The memory maker rolled out a slew of announcements this week, including:
Raised its planned U.S. investment to more than $250B through 2035, an incremental $50B above what was announced last June, with an ultimate goal of producing 40% of its DRAM in the U.S.;
Planned new investments of $3B for U.S. IC supply-chain investments, including $500M in financing for GlobalWafers’ 300mm raw silicon wafer facility in Sherman, Texas, along with a 10-year wafer supply agreement;
Entered into a long-term strategic customer agreement with Ford, providing a supply of memory and storage solutions for the carmaker’s next-gen vehicle production.
Started construction on its $9.3B expansion of its Hiroshima Prefecture advanced memory chip facility.
Large Deals
Apple announced a $30B+ multiyear commitment with Broadcom to design and produce custom silicon components and wireless connectivity technologies for a wide range of Apple products. To supply RF and wireless components, Broadcom will undertake a $1.5B expansion of its Fort Collins, Colorado, manufacturing facilities.
Solstice Advanced Materials agreed to acquire Element Solutions for $14.5B, adding Element’s electronics chemicals portfolio to Solstice’s specialty-materials business.

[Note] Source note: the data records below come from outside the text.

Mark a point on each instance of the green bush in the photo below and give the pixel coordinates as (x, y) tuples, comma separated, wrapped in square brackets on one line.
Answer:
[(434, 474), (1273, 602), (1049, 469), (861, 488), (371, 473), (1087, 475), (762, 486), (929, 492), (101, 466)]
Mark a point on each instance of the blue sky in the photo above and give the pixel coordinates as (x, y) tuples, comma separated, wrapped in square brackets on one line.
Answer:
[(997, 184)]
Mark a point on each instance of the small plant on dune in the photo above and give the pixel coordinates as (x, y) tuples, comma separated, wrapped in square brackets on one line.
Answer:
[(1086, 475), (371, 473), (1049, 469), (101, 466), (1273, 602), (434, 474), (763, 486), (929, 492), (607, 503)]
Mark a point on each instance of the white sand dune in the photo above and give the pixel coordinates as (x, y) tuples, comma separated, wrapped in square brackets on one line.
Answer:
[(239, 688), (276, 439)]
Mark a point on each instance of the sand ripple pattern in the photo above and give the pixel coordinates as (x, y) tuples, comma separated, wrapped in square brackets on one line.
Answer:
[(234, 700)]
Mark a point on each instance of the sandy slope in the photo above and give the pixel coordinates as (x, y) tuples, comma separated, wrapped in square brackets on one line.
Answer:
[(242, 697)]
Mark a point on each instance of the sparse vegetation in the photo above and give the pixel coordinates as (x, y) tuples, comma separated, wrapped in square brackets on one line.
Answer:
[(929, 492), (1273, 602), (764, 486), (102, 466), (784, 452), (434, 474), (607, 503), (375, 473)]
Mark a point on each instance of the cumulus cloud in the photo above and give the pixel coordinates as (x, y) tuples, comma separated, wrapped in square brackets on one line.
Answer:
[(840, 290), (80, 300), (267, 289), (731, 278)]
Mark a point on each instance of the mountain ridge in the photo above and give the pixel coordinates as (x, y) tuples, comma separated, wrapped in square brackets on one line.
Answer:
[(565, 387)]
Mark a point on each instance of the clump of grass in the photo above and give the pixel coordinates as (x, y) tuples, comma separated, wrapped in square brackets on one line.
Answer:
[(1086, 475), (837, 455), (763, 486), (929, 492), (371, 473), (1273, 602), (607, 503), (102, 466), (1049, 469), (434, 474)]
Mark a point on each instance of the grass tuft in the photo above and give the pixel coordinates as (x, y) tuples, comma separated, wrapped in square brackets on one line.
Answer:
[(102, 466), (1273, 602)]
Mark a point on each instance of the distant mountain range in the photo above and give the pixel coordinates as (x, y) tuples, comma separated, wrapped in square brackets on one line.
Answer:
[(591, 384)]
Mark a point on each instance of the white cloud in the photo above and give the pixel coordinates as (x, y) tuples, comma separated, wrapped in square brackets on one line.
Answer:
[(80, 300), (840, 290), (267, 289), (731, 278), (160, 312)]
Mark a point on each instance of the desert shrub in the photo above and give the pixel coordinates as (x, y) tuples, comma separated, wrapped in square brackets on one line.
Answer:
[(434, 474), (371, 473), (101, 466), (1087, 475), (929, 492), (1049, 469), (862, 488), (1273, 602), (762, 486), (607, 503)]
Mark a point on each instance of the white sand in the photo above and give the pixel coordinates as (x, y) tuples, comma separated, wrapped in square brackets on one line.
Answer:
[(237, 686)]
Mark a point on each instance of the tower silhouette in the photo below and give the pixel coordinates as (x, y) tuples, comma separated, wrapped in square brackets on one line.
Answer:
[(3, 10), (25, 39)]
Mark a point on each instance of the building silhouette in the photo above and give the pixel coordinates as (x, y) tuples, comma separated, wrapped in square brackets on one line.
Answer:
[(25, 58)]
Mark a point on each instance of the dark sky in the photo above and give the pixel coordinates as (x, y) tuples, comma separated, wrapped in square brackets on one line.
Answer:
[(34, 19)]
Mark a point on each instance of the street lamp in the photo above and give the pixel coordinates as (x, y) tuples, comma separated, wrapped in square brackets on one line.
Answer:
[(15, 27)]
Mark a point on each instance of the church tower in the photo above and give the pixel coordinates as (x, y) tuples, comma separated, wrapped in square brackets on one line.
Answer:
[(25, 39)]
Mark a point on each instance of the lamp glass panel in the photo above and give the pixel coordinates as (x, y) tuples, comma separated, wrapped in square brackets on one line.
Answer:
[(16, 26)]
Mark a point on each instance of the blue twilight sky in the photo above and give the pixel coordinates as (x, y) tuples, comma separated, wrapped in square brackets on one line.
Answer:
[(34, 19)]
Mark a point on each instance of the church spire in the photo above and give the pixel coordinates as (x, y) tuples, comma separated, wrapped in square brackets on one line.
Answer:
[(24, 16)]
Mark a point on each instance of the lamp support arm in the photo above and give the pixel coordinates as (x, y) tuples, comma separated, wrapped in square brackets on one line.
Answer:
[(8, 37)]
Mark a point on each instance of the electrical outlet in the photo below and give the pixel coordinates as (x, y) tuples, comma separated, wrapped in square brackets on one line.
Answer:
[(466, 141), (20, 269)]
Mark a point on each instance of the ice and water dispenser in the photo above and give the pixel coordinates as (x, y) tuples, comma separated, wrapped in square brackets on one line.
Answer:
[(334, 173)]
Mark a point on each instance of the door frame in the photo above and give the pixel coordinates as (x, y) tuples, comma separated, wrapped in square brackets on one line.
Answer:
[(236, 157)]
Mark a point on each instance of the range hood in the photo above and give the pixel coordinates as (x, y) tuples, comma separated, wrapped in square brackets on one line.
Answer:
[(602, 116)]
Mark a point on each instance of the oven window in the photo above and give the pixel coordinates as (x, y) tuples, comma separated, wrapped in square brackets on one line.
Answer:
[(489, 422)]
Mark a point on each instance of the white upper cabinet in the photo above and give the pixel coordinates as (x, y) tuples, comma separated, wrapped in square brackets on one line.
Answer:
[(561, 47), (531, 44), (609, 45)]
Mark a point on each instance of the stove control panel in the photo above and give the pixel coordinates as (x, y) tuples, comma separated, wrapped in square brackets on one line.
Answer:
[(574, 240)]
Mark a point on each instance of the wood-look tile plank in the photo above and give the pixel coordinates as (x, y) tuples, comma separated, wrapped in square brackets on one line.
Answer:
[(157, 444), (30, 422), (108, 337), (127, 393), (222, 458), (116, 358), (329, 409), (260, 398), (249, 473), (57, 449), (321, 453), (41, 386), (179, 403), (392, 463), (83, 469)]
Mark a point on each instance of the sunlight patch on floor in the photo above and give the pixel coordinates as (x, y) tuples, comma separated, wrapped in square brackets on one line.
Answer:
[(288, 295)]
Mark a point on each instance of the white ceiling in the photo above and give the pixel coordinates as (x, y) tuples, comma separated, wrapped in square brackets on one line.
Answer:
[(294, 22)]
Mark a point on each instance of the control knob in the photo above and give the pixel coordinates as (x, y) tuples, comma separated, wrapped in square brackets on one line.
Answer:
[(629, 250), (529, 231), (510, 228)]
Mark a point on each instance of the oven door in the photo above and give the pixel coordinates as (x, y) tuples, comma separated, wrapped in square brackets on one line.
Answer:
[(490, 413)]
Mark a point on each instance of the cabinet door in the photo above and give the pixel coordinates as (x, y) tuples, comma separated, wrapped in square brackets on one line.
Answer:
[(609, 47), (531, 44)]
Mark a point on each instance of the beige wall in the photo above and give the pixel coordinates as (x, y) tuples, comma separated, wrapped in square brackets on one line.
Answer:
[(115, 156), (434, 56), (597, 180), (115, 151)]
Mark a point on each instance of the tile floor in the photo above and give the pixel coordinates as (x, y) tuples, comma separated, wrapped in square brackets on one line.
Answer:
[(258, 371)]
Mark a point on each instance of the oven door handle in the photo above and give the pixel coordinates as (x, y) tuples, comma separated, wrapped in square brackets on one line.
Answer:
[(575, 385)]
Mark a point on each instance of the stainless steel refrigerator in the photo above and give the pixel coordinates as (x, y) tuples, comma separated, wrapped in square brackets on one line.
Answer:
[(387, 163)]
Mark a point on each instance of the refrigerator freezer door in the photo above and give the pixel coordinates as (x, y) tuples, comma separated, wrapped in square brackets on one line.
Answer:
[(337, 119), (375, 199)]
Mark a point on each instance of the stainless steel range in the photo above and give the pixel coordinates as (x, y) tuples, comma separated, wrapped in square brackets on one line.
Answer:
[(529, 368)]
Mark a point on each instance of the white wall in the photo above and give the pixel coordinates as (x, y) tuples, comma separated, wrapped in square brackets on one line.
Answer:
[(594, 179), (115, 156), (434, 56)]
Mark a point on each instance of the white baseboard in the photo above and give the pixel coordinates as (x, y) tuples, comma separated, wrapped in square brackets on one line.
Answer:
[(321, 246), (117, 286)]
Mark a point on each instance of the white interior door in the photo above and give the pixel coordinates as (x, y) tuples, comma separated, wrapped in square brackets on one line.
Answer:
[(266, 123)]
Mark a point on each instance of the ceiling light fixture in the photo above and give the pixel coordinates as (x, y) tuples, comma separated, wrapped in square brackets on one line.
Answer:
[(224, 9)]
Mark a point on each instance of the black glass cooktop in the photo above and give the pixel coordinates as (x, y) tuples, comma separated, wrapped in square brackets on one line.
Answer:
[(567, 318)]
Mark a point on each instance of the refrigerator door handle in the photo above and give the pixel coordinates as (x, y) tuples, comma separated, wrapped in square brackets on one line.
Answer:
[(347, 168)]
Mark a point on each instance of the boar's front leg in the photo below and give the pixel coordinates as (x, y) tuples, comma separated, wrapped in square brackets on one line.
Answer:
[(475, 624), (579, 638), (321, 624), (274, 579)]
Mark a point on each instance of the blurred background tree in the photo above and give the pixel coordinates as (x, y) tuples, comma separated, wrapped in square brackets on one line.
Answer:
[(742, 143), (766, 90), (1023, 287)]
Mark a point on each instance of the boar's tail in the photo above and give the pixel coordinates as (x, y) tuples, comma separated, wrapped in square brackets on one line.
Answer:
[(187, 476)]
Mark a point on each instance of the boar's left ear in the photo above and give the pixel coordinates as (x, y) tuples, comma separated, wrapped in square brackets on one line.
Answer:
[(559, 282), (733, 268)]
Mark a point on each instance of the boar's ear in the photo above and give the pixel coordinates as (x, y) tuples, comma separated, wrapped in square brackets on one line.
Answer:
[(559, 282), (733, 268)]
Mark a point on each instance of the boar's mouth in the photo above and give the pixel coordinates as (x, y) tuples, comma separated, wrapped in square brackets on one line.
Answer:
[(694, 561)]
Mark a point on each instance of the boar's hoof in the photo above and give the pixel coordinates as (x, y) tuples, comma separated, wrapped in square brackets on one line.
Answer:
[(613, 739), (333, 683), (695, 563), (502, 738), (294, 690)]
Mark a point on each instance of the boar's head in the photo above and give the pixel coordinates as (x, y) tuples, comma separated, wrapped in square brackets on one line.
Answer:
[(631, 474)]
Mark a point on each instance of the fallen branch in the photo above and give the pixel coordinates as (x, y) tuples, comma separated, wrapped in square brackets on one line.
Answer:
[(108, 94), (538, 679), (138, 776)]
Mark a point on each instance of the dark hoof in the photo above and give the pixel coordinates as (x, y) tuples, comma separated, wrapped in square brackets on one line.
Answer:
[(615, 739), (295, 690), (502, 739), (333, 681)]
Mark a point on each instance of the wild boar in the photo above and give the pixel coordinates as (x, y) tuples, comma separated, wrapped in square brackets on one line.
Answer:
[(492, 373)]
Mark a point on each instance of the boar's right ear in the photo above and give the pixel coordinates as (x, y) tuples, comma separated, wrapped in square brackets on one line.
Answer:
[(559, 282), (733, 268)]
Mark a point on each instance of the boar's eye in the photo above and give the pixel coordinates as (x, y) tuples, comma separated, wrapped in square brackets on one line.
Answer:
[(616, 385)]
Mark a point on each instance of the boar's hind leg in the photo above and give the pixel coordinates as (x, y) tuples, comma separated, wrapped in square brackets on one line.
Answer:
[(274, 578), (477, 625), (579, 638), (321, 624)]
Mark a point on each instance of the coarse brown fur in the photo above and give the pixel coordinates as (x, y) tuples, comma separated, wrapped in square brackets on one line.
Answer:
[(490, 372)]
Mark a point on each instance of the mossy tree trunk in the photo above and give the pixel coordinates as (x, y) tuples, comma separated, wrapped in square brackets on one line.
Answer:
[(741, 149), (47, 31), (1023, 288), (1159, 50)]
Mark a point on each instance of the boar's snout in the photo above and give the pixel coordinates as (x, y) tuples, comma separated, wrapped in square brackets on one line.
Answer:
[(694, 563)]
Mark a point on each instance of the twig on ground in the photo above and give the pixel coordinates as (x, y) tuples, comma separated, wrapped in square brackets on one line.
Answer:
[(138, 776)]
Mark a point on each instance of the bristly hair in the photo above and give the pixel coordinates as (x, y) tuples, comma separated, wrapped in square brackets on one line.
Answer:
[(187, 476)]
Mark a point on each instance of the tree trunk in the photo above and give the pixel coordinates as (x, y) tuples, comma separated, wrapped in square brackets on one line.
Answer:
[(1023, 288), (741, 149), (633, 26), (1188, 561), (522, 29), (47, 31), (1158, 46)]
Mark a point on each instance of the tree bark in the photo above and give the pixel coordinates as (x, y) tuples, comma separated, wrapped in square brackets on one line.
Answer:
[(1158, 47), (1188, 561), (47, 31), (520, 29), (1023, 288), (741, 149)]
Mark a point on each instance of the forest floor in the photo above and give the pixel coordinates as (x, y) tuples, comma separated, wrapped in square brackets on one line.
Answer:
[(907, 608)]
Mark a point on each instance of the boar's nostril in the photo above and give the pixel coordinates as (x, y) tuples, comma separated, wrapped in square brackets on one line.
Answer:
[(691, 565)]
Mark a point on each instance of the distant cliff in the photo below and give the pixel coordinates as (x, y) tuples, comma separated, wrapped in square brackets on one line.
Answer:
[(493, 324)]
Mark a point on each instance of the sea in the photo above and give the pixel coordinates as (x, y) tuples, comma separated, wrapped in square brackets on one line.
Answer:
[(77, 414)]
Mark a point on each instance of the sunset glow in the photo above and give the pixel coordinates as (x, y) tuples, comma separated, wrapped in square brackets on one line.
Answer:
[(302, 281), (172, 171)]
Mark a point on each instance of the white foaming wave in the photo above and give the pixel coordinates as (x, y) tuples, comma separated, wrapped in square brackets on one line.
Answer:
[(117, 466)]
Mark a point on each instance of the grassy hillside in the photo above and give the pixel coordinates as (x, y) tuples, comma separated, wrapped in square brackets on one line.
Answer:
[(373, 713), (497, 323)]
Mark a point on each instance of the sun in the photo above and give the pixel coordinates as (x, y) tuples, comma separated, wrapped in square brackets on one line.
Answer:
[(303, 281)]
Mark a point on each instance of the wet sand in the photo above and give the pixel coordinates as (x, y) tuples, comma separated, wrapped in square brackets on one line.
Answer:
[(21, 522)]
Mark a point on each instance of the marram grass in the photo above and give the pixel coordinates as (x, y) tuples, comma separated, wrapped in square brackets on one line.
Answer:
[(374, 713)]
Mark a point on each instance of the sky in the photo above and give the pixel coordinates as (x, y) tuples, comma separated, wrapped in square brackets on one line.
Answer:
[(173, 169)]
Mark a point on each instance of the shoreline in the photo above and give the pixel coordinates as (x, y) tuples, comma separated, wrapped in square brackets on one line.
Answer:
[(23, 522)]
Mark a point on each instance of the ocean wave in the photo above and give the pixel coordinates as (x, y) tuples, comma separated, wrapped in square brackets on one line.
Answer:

SEALSQ and GlobalFoundries will co-develop secure semiconductor platforms, focusing on PQC, cryogenic CMOS technology, and trusted chip production.
Onsemiplans to shed its Tarlac, Philippines manufacturing site to Greatek Electronics and its Mountain Top, Pennsylvania site to Silex Microsystems.
QuantumDiamonds received US$104M to ramp up production of its quantum-based semiconductor inspection technology.
SambaNova raised $1B to expand capacity for its on-prem agentic inference chips that use a dataflow architecture.
Oratomic raised $300M to build a fault-tolerant quantum computer based on reconfigurable atomic arrays trapped in focused laser beams.
New analysis
SIA/WSTS reports global semiconductor sales hit a record ~$121B in May 2026, up over 9% from April and over 104% from May 2025.
A NNME/SEMI/NSF/McKinsey analysis found the U.S. semiconductor industry will need 189K additional workers by 2030, with 74% of the projected demand related to manufacturing. The report noted that 75% of surveyed employers had difficulty hiring engineers.
TetraMem and SK hynix demonstrated progress on analog in-memory computing for AI, using resistive memory to process data closer to where it is stored.
Flex and Cerebras expanded U.S. production of Cerebras’ AI supercomputers, supporting an expected 7X production ramp for wafer-scale AI systems through 2026. Cerebras also said it will bring its first European AI data-center capacity online by the end of this year.
The Economist tested 25 leading AI models on morals and beliefs, finding that many don’t reflect the values held by most people around the world. That gap matters most when AI is used for judgment calls — in areas like advice, policy, education, or hiring — where a model’s built-in assumptions can shape the answer without users realizing it.
Legal matters
The U.S. ITC reaffirmed a previous patent finding that Innoscienceinfringed on an Infineon patent concerning GaN technology, resulting in import and sales bans against the Chinese semiconductor developer.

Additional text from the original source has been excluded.